Versatility is a must for modern vessels. Tampa Yacht Manufacturing's Timothy Chalfant and Robert Stevens explain how simplicity is key to today's most sophisticated multirole craft.
The world economy can no longer afford single-purpose vessels. The days of exclusivity are gone: modern service vessels must adapt efficiently to changing times and variable conditions. Craft handling duties such as patrol, interdiction, survey, command and control, and search and rescue can no longer be primarily suited to a single purpose. Today's leading-edge vessels should be adaptable and reconfigurable to the various - and constantly varying - needs of a modern military. Just like the modern soldier, or municipal first responders, training and education have honed their skills in a broad spectrum of directions and abilities providing the wherewithal for small teams to function diversely, but effectively.
Just like the field-configured Humvee, modern service vessels should be theatre-adaptable 'flatbed trucks' like open-bay C130 transports or the mission-adaptable Space Shuttle, which can fit multiple roles using preplanned, selected equipment to fulfil their next intended purposes. From troop transport, to search and rescue, to command and control centre, to cargo transport, floating hospital and ambulances, to advanced interdiction, patrol and reconnaissance to high-speed attack craft, adaptability is paramount. Key features accommodating transformation are large bay aft doors, Douglas equipment tracks in the deck, large ballistic windows and open full headroom main cabins. Specific extra features may also include cabin ballistic protection, bow landing doors and an open low profile aft deck providing convenient stern access for small raiding craft, cargo loading or towing operations.
Ship-shape, naval fashion
The basic platform should be high-speed, long range and shallow draft. Advanced composite construction ensures structural resilience, fair and efficient hull lines and low maintenance, while incorporating inherent thermal and acoustic insulation features for crew comfort, stamina and safety. High horsepower-to-weight ratio common rail diesel engines coupled with shallow draft, highly manoeuvrable mixed-flow water-jet pumps, or shallow draft, high-speed, surface drive super-cavitating propellers make the state-of-the-art reality in one efficient package. No unstable, racing-style transient bottom steps are incorporated in this hull, simply sound design and honest naval architecture. Watertight bulkheads below the main deck guarantee optimum structural bottom panel design, as well as stability, whether intact or damaged.

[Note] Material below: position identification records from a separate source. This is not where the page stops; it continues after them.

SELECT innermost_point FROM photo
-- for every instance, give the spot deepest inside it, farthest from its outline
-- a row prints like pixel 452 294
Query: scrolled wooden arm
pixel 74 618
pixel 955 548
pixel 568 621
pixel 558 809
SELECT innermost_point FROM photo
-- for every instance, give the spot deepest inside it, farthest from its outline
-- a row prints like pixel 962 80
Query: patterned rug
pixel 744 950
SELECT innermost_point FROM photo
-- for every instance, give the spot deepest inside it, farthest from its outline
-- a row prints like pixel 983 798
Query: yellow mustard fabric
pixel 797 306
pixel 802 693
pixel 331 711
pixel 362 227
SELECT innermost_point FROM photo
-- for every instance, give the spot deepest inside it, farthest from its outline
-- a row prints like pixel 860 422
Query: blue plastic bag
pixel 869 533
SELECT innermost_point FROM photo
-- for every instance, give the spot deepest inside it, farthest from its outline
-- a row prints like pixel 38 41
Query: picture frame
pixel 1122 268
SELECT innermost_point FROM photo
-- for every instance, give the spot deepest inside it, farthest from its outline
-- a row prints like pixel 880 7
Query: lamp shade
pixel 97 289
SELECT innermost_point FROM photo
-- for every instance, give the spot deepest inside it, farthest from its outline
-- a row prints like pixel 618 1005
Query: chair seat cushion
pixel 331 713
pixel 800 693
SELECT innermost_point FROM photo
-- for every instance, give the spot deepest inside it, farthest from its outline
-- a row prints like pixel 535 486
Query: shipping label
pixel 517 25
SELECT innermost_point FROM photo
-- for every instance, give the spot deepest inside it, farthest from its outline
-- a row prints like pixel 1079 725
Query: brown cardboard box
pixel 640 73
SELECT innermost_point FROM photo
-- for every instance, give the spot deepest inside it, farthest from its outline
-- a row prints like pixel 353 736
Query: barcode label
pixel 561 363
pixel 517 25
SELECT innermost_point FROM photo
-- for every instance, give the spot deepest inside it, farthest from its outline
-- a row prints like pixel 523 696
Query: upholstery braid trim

As a matter of course, the vessel should be designed and built to International Association of Classification Society (IACS) Standards, such as ABS, RINA or DNV. Every customer, agency or government entity in harm's way deserves the best industry-sanctioned materials, engineering and construction techniques available. Additionally, the envelope should be configurable for transocean or air transport rapid deployment. With Henriksen hooks, this package will fit as deck cargo on a modern warship, in the docking well of well-deck cruiser or even the cargo bay of a C-17 transport plane. Today's leading-edge craft embodies maximum versatility with optimum use of space.
Setting the standard
Equipment packages must be best-quality, robust and available commercially, off the shelf (COTS). The best way to optimise value and maximise redundancy is with industry-standard equipment. Parts availability, equipment maintainability and serviceability, as well as crew training, ready transfer of knowledge and versatile exploitation are all borne in mind. From main engines and propulsors, to electronics and navigation equipment, to weaponry and armament, outfitting can be basic, or specialised, but it needn't be highly customised. Too many highly sophisticated installations yield only marginal advantages at exponential costs. Consideration should be given to compatibility with the vessel's mother fleet. What equipment does it carry and use effectively, what parts, service and training does its personnel already employ?
Modern service vessels need not be exotic, or expensive. Sophistication can be found in well-planned simplicity and suitability to purpose. Purpose design may also include multimission. Future roles for today's platform should only be limited by the imaginations of the users.